Sabato 27 dicembre una quarantina di attivisti hanno protestato pacificamente in piazza Pino Pascali
Sabato 27 dicembre 2014 una quarantina di attivisti aderenti alle associazioni animaliste Animalia Veritas, del coordinamento Antispecista e Parte in Causa si sono date appuntamento in piazza Pino Pascali – incrocio viale Palmiro Togliatti – per protestare pacificamente contro ogni tipo di violenza nei confronti degli animali, siano essi utilizzati nei circhi e siano essi, attraverso allevamenti intensivi, destinati all’alimentazione umana.
Il sit in si è svolto proprio davanti al più grande mattatoio pubblico della Regione Lazio dove ancora operano delle linee di macellazione per ovini e suini e davanti al quale il transito di un autotreno carico di agnelli, aveva fatto temere che la manifestazione in corso prendesse una piega non pacifica.
Invece tutto è filato liscio e le forze dell’ordine presenti hanno solo fatto da cornice a tavoli per la raccolta firme contro l’utilizzo di animali nei circhi e agli attivisti che esponevano cartelli esplicativi e striscioni che, oltre a condannare gli allevamenti intensivi e le sofferenze degli animali, spesso costretti a vivere in spazi ristrettissimi e a subire mutilazioni, come il taglio del becco alle galline ovaiole o la castrazione di suini ed ovini. I manifestanti informavano passanti ed automobilisti su come sia possibile alimentarsi senza ricorrere ad alimenti di provenienza animale, uova e latte compresi.

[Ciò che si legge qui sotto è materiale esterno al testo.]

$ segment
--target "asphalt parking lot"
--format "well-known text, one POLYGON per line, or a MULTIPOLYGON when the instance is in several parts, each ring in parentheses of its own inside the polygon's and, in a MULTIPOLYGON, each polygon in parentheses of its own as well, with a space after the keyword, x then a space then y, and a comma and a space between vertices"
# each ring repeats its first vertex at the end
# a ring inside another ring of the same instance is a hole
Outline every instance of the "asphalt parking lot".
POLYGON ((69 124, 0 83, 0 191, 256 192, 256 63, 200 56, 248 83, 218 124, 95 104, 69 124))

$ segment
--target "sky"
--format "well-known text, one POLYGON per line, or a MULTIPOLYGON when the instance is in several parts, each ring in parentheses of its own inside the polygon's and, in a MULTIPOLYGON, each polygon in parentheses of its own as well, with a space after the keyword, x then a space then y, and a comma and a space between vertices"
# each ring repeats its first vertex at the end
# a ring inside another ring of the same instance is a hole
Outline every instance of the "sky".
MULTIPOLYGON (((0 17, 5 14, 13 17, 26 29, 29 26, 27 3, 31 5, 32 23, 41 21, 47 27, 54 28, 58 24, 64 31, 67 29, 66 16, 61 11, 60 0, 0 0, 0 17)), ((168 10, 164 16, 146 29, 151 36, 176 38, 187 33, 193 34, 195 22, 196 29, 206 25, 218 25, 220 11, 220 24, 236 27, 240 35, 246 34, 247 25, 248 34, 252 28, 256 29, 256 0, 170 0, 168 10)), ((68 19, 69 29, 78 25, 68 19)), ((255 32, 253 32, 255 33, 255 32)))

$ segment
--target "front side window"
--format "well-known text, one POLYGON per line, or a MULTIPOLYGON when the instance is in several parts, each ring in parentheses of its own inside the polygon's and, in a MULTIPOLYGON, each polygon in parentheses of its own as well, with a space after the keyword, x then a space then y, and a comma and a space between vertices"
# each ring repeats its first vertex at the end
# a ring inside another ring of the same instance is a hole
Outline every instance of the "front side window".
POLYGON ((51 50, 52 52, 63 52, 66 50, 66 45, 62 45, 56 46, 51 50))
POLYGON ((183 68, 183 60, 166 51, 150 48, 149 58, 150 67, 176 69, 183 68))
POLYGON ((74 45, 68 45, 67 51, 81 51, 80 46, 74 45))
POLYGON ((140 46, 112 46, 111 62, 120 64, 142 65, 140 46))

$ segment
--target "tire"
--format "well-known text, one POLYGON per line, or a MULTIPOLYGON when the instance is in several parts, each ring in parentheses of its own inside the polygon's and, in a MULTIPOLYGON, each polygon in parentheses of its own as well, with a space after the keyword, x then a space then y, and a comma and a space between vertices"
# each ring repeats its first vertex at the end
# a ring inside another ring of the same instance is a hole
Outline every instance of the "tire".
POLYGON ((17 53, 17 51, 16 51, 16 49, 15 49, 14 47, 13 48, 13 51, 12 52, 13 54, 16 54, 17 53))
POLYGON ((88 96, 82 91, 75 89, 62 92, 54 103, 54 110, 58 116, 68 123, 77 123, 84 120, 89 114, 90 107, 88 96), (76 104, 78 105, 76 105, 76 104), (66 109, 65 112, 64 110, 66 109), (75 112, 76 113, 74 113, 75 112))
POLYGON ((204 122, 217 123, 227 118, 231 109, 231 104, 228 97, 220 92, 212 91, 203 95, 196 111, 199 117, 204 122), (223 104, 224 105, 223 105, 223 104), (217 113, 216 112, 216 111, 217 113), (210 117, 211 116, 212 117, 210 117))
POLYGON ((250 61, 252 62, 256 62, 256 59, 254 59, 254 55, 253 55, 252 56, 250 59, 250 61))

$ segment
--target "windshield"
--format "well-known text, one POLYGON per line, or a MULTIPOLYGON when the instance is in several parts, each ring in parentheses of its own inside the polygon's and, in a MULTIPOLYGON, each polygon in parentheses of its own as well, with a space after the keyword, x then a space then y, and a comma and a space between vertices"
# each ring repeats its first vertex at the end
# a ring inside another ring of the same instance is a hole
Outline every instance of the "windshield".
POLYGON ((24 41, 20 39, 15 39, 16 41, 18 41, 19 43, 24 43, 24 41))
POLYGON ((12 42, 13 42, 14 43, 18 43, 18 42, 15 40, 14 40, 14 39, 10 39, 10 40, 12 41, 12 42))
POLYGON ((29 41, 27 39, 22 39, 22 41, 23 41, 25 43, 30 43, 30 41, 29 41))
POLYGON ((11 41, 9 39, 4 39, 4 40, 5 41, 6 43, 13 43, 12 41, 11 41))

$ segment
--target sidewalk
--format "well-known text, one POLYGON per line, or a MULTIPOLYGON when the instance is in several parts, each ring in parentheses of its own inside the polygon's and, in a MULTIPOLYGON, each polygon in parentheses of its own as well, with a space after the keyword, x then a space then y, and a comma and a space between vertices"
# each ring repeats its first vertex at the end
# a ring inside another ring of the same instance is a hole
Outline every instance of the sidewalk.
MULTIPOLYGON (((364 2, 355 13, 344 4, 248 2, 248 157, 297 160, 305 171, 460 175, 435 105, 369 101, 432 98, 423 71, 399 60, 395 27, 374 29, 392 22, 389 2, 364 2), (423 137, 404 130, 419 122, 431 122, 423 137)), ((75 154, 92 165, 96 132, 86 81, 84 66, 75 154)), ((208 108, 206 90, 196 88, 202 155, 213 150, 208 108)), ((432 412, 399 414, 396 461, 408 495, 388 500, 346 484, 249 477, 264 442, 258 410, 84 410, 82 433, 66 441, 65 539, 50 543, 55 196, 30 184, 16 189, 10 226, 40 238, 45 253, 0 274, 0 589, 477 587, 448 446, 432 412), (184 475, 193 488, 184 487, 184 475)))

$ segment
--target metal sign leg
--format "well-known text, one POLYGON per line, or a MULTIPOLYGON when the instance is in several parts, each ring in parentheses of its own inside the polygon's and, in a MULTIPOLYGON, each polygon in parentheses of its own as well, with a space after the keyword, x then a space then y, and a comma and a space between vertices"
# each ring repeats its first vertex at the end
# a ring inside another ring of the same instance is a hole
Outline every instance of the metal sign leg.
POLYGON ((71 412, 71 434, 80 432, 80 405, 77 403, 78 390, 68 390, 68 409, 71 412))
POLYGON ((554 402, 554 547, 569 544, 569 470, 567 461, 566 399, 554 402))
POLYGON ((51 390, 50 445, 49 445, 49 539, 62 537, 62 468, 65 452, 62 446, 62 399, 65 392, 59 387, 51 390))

Insomma un inno alla dieta vegetariana dove sono ammessi alcuni prodotti di provenienza animale come le uova e il latte viceversa banditi dal nutrimento dei vegani, vegetariani duri e puri, potremmo dire.
Una manifestazione quindi tesa ad incrementare l’esercito dei vegetariani e vegani per combattere ogni tipo di violenza sul mondo animale con una raccolta di firme in calce ad una petizione per vietare l’uso degli animali nei circhi e per scoraggiare coloro che magari preferiscono l’uso di prodotti animali anche se provenienti da allevamenti biologici, poiché non è vero che questi allevamenti inquinino di meno l’ambiente e rispettino di più l’animale.
Le preferenze dei vegetariani e dei vegani sono solo e soltanto per l’agricoltura biologica, l’unica che rispetti l’ambiente, la salute e il mondo animale. Durante il sit in sono stati distribuiti anche opuscoli informativi con ricette e l’indicazione di locali vegetariani e vegani.